A High-Throughput and Data-Driven Computational Framework for Novel Quantum Materials

TL;DR

This paper presents a high-throughput, data-driven computational framework that combines first-principles calculations, material informatics, and machine learning to design and identify stable novel quantum materials through intercalation in layered compounds.

Contribution

It introduces a new computational approach integrating multiple methods to efficiently discover stable intercalated quantum materials from a large configurational space.

Findings

Identified 50 most stable hybrid materials from ~10^5 candidates.

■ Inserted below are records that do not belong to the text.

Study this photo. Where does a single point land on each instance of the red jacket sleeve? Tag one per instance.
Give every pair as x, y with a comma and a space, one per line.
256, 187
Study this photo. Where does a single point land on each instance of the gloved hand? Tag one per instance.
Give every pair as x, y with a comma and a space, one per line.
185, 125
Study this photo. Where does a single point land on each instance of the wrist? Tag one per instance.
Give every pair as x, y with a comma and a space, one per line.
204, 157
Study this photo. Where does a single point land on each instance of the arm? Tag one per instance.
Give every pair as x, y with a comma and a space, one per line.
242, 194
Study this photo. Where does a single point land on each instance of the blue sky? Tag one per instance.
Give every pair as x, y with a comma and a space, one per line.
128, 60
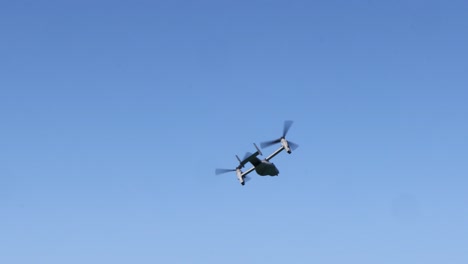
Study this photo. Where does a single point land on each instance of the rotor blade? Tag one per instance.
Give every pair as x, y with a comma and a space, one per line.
293, 145
287, 125
247, 178
221, 171
247, 154
269, 143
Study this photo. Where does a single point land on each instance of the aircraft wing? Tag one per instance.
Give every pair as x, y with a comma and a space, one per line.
274, 153
248, 156
248, 171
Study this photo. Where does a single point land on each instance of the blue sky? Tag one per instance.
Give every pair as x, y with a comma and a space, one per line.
115, 115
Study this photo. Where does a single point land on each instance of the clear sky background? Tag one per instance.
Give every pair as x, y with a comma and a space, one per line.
115, 114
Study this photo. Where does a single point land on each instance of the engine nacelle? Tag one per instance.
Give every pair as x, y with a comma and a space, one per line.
285, 145
239, 176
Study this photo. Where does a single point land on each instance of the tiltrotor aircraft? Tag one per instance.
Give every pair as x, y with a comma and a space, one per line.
262, 167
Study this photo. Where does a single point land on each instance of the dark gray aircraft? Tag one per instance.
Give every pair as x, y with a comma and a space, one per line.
262, 167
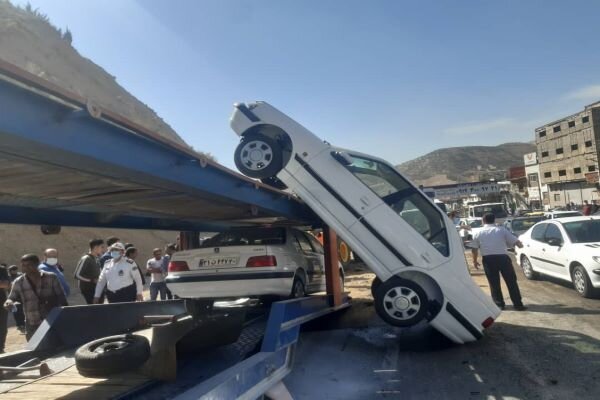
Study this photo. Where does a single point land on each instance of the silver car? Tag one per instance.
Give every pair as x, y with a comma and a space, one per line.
250, 262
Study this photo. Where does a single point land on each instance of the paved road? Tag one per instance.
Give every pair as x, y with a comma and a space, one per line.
551, 351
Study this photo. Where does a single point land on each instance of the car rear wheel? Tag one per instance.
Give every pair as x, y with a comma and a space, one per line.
528, 269
401, 302
298, 289
581, 282
258, 156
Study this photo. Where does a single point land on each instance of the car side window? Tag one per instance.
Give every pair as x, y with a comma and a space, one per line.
552, 232
303, 242
318, 247
538, 232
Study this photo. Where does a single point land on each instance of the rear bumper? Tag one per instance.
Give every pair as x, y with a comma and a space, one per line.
240, 285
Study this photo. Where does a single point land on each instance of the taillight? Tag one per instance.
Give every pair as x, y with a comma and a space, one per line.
487, 323
261, 261
178, 266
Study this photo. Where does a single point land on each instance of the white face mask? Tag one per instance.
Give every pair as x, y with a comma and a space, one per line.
52, 261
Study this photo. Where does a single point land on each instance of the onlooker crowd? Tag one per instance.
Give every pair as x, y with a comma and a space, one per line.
108, 271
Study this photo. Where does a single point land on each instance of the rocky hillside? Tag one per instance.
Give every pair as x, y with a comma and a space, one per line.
29, 41
460, 164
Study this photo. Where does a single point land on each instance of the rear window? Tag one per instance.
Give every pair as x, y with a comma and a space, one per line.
247, 237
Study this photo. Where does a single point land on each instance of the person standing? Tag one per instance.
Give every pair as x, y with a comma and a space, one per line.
50, 264
587, 208
88, 270
157, 284
106, 256
169, 250
4, 286
13, 274
120, 278
493, 241
38, 291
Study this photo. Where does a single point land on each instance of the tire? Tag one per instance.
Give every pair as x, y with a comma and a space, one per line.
374, 285
581, 282
401, 302
528, 269
258, 156
298, 288
112, 355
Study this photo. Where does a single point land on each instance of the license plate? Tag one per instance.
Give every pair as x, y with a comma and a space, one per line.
218, 261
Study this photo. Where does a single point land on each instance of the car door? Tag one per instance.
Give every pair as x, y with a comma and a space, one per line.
533, 247
312, 263
554, 252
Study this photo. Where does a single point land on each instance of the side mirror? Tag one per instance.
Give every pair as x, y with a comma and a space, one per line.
554, 242
342, 157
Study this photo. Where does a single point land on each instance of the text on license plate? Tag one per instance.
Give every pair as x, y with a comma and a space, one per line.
218, 261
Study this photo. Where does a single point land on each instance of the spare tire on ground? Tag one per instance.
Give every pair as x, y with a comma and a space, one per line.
112, 355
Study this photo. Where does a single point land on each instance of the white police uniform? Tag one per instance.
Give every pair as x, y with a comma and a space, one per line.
121, 279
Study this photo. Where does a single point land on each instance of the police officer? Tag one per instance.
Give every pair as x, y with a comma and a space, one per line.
121, 278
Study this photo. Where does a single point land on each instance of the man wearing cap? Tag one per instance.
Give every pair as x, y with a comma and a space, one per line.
120, 277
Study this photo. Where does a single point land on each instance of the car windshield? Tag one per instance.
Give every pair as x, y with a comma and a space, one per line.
496, 209
247, 237
523, 224
412, 205
587, 231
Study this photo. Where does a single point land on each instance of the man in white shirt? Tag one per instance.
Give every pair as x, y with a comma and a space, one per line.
155, 267
493, 241
121, 278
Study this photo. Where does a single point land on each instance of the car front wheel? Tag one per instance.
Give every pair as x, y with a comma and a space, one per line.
401, 302
581, 282
259, 156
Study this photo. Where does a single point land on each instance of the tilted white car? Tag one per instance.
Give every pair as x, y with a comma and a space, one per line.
250, 262
565, 248
398, 232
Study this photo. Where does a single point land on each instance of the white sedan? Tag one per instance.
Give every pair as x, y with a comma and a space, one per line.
400, 234
250, 262
565, 248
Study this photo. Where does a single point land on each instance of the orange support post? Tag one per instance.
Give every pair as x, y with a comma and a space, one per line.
332, 270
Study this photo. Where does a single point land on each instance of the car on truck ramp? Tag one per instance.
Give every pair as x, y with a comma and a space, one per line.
400, 234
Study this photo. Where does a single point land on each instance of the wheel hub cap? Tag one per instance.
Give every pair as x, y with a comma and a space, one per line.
401, 303
256, 155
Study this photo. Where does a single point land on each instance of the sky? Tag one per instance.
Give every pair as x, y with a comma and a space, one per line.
395, 79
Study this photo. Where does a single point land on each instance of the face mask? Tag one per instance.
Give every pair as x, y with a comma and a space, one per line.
52, 261
115, 254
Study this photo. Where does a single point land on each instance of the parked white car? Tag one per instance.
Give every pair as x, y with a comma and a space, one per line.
250, 262
561, 214
410, 244
565, 248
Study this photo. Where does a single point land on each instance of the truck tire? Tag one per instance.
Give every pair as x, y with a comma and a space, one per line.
401, 302
258, 156
112, 355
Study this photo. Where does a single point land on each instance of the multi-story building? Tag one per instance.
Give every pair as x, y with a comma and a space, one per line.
568, 157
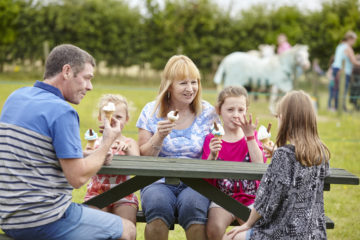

Developed a framework combining first-principles, informatics, and machine learning.

Characterized stability and properties of intercalated layered materials.

Abstract

Two-dimensional layered materials, such as transition metal dichalcogenides (TMDs), possess intrinsic van der Waals gap at the layer interface allowing for remarkable tunability of the optoelectronic features via external intercalation of foreign guests such as atoms, ions, or molecules. Herein, we introduce a high-throughput, data-driven computational framework for the design of novel quantum materials derived from intercalating planar conjugated organic molecules into bilayer transition metal dichalcogenides and dioxides. By combining first-principles methods, material informatics, and machine learning, we characterize the energetic and mechanical stability of this new class of materials and identify the fifty (50) most stable hybrid materials from a vast configurational space comprising $\sim 10^5$ materials, employing intercalation energy as the screening criterion.